The Queensland Government started the Solar Schools program with the aim of reducing schools energy consumption by 30%.[54] The initiative, which began in 2008, involves installing a minimum of two KW solar panels at every Queensland state school. Creche and kindergarten services were also provided funding for the installation of the solar power systems.[55]
The Western Corridor Recycled Water Project in the state's south-east, has been built to ensure water supply to power stations is maintained during drought in Australia. The Queensland Government has made its own energy efficiency improvements under the Government Energy Management Strategy.
In May 2011, the Queensland Government announced the Queensland Energy Management Plan. The aim of the plan is to reduce peak demand and offset the need to commission a new major power station.[56] It includes 28 initiatives ranging from mandatory off-peak tariffs for hot water systems, improved access to off-peak power for pool owners operating pool filters and a trial of managing energy use in vending machines. The plan also includes the establishment of an Energy Management Centre to provide advice on energy efficiency and a special tariff for energy-hungry appliances, such as air conditioners, which can be switched off by electricity distributors at peak times.[56] If the plan were to be fully adopted it could save A$3.5 billion in future infrastructure costs.[57]
In 2011, it was announced that the Kogan Creek Solar Boost would go ahead at Brigalow adjacent to Kogan Creek Power Station. The project which uses superheated solar steam technology will be the largest integration of solar technology with a coal-fired power station in the world[58] and the largest solar project in the Southern Hemisphere.[59]
The Windorah Solar Farm is Ergon Energy's first solar farm trial near the town of Windorah. The A$4.5 million project provides a maximum of 180 kW for the town of about 100 people.
The 6 GW CopperString transmission line is a project to link Mount Isa to Townsville and the National Electricity Market, at different voltages. The power lines are expected to cost A$5 billion to develop and have a total length of 1,028 km.[60][61] The CopperString project was postponed after Xstrata decided to source their electricity from a small gas fired power plant in Mt Isa.[62] Contracts for the project were signed in 2021,[63] and preparations started in July 2024, when construction began for accommodation of 500 people. The line may start construction in 2025.[64]

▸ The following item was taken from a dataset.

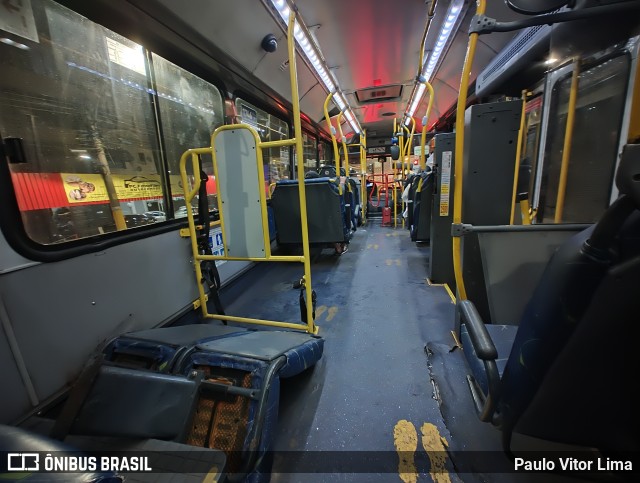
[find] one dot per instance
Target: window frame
(12, 225)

The Stuart Oil Shale Project near Gladstone was Australia's first major attempt since the 1950s to restart commercial use of oil shale. The project completed a trial phase but was suspended during the environmental impact assessment of the next stage.[65]
The Zerogen power station project located near Stanwell Power Station was planned to be a leading proponent of carbon capture and storage in Australia. Funding for the project was cancelled in 2010 because it was not economically viable.[66] The project included a detailed investigation into the viability of Carbon capture and storage.
A plan to build a 3,200 km long, A$5.5 billion gas pipeline from Papua New Guinea was abandoned by Exxon in early 2007.[67] By then importing gas into Australia had become uneconomic. An underground coal gasification plant owned by Cougar Energy was closed down in July 2011 after the Department of Environment and Resource Management determined it posed a significant risk to underground water in the agricultural region of the South Burnett.[68] The underground plant was one of three trial projects underway in Queensland.